L’événement - 37è congrès des JA à Vannes

 

La « Petite Mer » bretonne veut pérenniser ses agriculteurs dans la tourmente

 

Le Morbihan signifie « petite mer » en breton et désigne clairement le golfe du Morbihan. Ce vaste territoire de près de 690 000 hectares s’appuie sur un littoral long de 800 kilomètres orienté nord-ouest sud-est qui procure un climat agréable doux l’hiver et jamais trop chaud dans sa partie nord, où existe une importante production de légumes industrie.
Mais c’est l’élevage qui constitue « la principale activité de sept exploitations sur dix » dans le département, selon les « tableaux de l’agriculture bretonne 2002 » publiés chaque année par le service statistique de la Direction régionale de l’Agriculture et de la Forêt de Bretagne. 30 % des 11 779 exploitations recensées en 2000 dans le département ont le lait pour activité principale, la volaille autour de 10 %. Il existe également une importante production porcine (troisième cheptel français), juste derrière le Finistère et les Côtes-d’Armor qui le bordent à l’ouest et au nord.

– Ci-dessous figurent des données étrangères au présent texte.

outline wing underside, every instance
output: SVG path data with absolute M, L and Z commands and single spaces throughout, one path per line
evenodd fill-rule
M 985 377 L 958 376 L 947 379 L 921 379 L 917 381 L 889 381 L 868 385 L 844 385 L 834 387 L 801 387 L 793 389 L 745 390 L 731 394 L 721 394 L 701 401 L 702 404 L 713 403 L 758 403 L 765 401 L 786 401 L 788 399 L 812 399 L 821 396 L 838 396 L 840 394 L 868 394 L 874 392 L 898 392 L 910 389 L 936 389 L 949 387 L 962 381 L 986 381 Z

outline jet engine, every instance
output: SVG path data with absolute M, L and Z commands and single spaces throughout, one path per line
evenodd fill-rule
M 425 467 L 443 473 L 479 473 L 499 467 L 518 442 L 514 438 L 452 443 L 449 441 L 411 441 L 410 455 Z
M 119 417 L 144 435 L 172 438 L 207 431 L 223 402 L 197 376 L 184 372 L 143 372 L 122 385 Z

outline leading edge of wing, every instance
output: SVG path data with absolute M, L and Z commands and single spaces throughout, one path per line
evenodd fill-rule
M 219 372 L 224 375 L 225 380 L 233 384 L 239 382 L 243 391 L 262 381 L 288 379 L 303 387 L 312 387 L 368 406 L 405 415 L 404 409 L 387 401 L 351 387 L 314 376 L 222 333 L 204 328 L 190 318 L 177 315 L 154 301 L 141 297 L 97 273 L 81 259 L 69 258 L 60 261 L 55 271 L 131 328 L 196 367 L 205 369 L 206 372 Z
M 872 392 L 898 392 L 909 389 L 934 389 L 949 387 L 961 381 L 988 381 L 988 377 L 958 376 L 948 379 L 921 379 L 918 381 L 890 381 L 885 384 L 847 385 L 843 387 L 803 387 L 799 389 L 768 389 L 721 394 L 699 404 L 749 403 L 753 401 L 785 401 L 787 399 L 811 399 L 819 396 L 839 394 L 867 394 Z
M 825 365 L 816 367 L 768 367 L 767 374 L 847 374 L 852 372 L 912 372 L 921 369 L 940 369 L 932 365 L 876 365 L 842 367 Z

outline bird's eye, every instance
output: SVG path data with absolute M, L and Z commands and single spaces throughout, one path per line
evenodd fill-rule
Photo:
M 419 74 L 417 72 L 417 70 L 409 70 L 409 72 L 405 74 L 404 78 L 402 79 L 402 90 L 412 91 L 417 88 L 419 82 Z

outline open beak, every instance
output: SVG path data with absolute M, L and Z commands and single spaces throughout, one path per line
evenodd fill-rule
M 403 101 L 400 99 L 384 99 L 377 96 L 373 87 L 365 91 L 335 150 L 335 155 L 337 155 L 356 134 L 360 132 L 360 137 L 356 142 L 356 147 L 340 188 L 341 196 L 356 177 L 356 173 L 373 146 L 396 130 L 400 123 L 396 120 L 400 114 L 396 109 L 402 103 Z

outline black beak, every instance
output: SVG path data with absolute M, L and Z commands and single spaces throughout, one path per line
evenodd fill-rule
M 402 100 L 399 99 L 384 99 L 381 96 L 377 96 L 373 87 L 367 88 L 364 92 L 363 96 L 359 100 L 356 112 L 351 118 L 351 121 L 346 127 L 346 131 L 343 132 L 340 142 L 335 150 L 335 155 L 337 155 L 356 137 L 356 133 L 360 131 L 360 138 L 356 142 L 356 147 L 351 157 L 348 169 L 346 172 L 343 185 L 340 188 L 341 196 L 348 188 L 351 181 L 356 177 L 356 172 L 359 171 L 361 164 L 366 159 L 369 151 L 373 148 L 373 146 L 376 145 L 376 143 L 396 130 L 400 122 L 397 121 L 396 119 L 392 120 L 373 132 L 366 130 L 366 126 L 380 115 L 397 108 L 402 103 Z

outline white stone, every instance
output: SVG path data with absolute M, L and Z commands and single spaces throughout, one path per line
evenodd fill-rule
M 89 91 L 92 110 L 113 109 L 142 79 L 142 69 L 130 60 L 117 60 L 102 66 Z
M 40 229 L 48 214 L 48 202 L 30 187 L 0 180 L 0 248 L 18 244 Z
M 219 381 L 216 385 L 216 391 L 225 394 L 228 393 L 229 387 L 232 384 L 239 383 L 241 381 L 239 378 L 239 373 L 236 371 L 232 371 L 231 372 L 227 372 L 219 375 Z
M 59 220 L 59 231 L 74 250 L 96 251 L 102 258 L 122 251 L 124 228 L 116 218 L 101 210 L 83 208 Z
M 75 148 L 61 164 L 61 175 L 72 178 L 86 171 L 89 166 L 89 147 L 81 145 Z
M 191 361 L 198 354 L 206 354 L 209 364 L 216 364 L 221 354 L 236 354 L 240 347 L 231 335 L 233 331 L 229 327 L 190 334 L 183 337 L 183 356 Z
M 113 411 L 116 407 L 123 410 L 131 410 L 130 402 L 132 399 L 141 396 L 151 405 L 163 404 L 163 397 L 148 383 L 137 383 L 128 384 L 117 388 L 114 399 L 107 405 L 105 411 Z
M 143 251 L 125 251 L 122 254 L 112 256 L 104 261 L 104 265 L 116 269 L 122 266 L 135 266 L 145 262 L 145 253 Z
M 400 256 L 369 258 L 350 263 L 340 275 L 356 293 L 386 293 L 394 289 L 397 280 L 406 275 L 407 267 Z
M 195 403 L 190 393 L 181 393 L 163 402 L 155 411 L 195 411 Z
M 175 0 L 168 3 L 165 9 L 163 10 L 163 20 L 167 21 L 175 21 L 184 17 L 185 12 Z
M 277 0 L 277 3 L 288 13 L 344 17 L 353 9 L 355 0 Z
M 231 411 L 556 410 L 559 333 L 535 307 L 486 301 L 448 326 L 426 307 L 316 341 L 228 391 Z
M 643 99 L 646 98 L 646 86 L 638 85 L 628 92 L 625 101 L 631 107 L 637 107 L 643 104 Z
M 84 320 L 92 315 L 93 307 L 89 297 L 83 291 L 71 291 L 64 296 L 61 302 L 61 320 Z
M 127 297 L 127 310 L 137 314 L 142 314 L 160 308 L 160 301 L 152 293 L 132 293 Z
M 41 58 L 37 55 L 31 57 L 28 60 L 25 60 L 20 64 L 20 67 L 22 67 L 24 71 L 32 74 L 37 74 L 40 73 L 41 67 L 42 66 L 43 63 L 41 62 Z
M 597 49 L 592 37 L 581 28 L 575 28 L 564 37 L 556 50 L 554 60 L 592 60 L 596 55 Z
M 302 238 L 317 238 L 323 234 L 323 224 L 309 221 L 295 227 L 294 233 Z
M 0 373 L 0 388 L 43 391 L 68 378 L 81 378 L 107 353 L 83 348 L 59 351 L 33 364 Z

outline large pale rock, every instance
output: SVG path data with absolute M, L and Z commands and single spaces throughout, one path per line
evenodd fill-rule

Dans le classement départemental français par production, le Morbihan arrive en tête pour la production de volaille-chair et en sixième position pour la production laitière. Dernier élément de structures : la taille par exploitation a considérablement augmenté entre 1988 et 2000, passant de 19 à 33 hectares à la faveur de la disparition de 43 % des exploitations sur la période.
La fin des années 90 et le début du troisième millénaire marquent cependant un tournant pour la ferme Morbihan. La volaille va vivre un plan de restructuration, correspondant peu ou prou à son poids dans la production française (25 %). Mais il ne servira pas à grand-chose s’il n’est pas accompagné, notamment, du renforcement du contrôle des importations (lire l’article sur Jean-Michel Choquet).
Les producteurs de porcs ne sont guère mieux lotis actuellement, avec un cours du porc qui stagne désespérément à un euro du kilo. Dans sa délibération relative à la conjoncture économique, la chambre d’agriculture du Morbihan déplorait, fin mars, « le faible niveau des aides » mises en place en direction des éleveurs en difficulté et aux jeunes investisseurs et regrettait « le manque de soutien public aux mesures de dégagement des marchés ».
Même les laitiers souffrent avec une érosion régulière de leur revenu depuis cinq ans. Une équation qui résulte de l’augmentation de leurs charges due à la mise aux normes des exploitations et la baisse du prix de référence tout au long de l’année 2002.
Dans ce contexte, le projet Fischler de réforme de la Pac, dont le socle est le découplage des aides et les conséquences la baisse des prix d’intervention sur les produits destinés à l’exportation et la hausse du quota laitier européen devrait avoir des répercussions importantes sur les producteurs.
Les Morbihannais ont pris acte du renforcement des normes environnementales pour reconquérir la qualité de l’eau, mais c’est vrai qu’ils doivent d’abord faire le dos rond face aux marchés en attendant des jours meilleurs.

Reportage de Julien PIRO

SOMMAIRE

- Avec la responsable du groupe porcs : La lutte de tous les instants de Valérie Passin

- Philippe Le Dressay est président des JA du Morbihan : « Faire revenir des jeunes vers l’agriculture »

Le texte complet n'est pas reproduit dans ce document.